そんな折り、開業したばかりの佐藤さんは進んで弁護団に加わってくれた。そして、被害回復のためにはどうしても必要な親会社責任論の担当となった。法廷はもとより弁護団会議、合宿などすべての活動に上田から手弁当で参加してくれた。
1986年6月、一部勝訴判決がなされ、これを足がかりに親会社に不足額を出させ全面解決に至った。佐藤さんの果たした役割の大きさを私は忘れようがない。
佐藤さんは弁護士会の活動にも熱意を持って取り組んだ。私が弁護士会会長を勤めた翌年会長に就任し、信州大学にロースクール設置する道筋を付けた。
事件でも会務でも佐藤さんと私は信頼し合ってこれた。
佐藤さんは弁護士を天職として東信の地で人権と平和のために獅子奮迅の活動をした。
その業績は2022年1月に出版された「信州上田で弁護士業-人権擁護と平和運動の記録」という佐藤さん自身の371ページに及ぶ著作に詳しく記されている。
一方で佐藤さんは、2017年秋から悪性リンパ腫を患い壮絶な闘病生活を送った。その精神力の強さは並のものではない。これも佐藤さんは「がん闘病記 リンパ腫」の小冊子にまとめた。

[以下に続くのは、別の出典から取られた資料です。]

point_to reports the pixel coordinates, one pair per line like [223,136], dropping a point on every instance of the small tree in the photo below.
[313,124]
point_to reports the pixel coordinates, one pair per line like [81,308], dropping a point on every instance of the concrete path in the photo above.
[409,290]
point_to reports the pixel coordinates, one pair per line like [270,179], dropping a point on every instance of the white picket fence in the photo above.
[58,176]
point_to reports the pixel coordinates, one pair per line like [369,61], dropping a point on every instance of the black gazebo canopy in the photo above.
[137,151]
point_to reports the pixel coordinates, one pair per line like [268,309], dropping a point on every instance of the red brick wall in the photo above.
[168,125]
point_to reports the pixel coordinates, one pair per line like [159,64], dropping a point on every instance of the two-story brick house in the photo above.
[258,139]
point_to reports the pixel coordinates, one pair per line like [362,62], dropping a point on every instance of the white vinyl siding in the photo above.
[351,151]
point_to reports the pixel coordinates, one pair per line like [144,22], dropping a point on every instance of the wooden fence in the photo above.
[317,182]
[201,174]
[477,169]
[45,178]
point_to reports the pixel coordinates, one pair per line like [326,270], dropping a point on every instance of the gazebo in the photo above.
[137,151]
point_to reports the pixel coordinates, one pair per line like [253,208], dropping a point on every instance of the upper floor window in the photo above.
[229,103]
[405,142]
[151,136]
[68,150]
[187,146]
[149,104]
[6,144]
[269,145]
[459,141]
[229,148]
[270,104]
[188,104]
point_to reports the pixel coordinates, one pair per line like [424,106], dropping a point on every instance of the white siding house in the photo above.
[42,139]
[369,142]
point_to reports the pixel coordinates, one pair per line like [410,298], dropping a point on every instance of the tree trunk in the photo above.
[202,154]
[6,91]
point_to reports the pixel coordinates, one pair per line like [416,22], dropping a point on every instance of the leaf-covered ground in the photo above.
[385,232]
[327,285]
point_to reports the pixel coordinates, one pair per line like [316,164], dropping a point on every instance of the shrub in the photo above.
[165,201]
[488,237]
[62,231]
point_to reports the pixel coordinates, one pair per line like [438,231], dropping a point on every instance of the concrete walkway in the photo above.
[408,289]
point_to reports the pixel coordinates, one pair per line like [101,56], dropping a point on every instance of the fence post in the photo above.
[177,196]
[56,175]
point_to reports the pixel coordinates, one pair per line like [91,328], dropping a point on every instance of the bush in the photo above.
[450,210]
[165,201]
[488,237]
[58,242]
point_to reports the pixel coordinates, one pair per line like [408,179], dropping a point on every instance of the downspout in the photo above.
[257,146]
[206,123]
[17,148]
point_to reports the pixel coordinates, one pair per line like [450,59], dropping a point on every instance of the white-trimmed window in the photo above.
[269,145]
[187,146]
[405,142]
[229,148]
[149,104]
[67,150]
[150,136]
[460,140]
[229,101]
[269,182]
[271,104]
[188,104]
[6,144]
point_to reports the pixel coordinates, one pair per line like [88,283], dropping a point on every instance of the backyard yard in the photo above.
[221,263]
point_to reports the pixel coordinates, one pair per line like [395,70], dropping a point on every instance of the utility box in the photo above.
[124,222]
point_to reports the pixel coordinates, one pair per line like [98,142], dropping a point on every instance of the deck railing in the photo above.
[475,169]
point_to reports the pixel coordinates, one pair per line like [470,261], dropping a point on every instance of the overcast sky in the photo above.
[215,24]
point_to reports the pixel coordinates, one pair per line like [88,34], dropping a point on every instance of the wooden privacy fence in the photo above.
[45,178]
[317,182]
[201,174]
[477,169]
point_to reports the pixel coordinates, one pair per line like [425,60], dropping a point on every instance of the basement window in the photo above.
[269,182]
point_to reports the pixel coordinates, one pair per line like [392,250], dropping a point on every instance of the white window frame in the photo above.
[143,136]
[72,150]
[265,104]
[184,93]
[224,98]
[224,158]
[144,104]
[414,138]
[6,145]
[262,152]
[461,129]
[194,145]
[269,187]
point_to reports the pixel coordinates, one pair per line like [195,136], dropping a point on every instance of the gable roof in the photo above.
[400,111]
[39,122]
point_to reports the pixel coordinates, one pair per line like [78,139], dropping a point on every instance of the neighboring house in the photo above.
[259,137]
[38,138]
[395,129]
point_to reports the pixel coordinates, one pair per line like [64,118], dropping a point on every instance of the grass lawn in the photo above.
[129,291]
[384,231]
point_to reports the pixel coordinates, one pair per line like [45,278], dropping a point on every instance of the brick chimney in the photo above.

2021年12月に3回目の寛解をしたと記されていたので、私は心の底か安堵した。
そして「信州安保法制違憲訴訟」の弁護団長として、また、秩父困民党の菊池寛平の物語を執筆者するとの活躍を信じていた。
無念であるが、佐藤さんの弁護士活動と一人の人間としての闘病生活に思いを至しながら、もう少し生き長らえたいと思う。